Catherine Michaud : Les freins sont ceux que les entreprises et leurs dirigeants se mettent eux-mêmes ! Chez BNP Paribas, nous sommes convaincus que l’implication totale et entière de nos dirigeants sur les sujets de diversité et d’inclusion – comme celle par exemple des personnes LGBT – sont un vecteur primordial. Une parole claire et ferme des instances dirigeantes est une parole entendue, respectée par l’ensemble des collaborateurs. Cela pose les choses et affirme une conviction.
En effet, d’autres entreprises françaises s’inspirent de l’expérience de BNP Paribas Pride France. Nous sommes régulièrement interrogés par d’autres entreprises qui veulent monter un réseau professionnel LGBT+, ou par des réseaux qui viennent de se créer et qui ont besoin de conseils sur comment se développer et bien travailler en interne pour accompagner au mieux leurs collaborateurs LGBT+.

 

YML : Pour briser les clichés, les entreprises peuvent aussi donner la parole à des « role models » (de la communauté ou non) valorisant toutes les orientations et identités sexuelles. Tu as toi-même ce rôle dans ton entreprise, et tu es aussi engagée publiquement, mais est-ce que le regard de tes collègues est différent ? 

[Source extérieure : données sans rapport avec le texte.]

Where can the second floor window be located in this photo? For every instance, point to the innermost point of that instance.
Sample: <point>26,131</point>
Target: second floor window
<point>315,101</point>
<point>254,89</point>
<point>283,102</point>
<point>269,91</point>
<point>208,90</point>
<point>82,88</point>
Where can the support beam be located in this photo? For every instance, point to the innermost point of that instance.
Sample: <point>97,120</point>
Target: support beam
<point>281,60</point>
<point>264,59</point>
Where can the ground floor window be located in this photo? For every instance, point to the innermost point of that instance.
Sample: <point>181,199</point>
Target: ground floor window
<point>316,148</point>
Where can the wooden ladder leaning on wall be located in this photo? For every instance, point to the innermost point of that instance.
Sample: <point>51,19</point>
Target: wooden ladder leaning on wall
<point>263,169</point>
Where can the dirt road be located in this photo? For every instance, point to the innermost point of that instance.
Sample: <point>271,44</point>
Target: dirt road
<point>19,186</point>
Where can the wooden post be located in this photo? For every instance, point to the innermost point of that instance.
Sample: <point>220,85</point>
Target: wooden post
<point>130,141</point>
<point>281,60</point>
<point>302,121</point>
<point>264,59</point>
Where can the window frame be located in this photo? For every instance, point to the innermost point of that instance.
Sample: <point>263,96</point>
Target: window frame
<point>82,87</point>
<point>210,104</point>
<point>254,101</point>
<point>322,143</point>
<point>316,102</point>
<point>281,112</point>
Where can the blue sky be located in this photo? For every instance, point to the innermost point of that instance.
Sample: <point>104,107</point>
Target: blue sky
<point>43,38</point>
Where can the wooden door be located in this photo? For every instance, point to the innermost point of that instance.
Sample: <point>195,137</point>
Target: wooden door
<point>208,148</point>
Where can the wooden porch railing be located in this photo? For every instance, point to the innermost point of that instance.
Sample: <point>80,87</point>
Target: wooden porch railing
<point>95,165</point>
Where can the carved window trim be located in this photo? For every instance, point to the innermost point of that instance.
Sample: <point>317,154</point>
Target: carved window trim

Catherine Michaud : Je fais en effet partie des 30 Rôles Modèles LGBT+ (dont 12 femmes) catégorie « Leaders » de l’Autre Cercle, édition 2020. Je suis par ailleurs Présidente de GayLib, j’en suis même la première femme Présidente.
Je ne cache pas – ni à mes collègues ni à mon management – mes engagements pour Pride, ou associatifs, politiques pour une plus grande reconnaissance des droits et libertés des personnes LGBT+ en France et en Europe. D’abord dans un souci de transparence. Puis, parce que je suis fière de ce que j’ai accompli et continue de réaliser. Je suis une femme, lesbienne, libérale, qui défend ses idéaux…fièrement ! Le regard de mes collègues ou de mes managers est bienveillant, je n’ai jamais subi de remarque lesbophobe.
En octobre dernier, je suis intervenue à la table ronde « femmes, lesbiennes : doublement inspirantes » dans le cadre de la Semaine de la diversité organisée par BNP Paribas. Plusieurs de mes collègues et mon manager étaient connectés pour m’écouter. Dans les jours qui ont suivi, certains m’ont fait part de leur ressenti, parfois questionnement, ou tout simplement de leur prise de conscience. D’autres m’ont adressé quelques lignes de soutien, félicitations, avant ou après la table ronde. Cela m’a beaucoup touchée.
J’ai toujours souhaité être out et visible, c’est un signal d’existence envoyé à la société toute entière : s’assumer, ne pas se cacher, ne pas être honteuse, ne jamais s’excuser d’être qui on est. Si ma parole publique et ma visibilité peuvent aider des femmes, des adolescentes qui se construisent, j’en suis très heureuse.

 

YML : Dernière question, si tu devais citer une personnalité qui inspire ton travail et ton action au quotidien ? 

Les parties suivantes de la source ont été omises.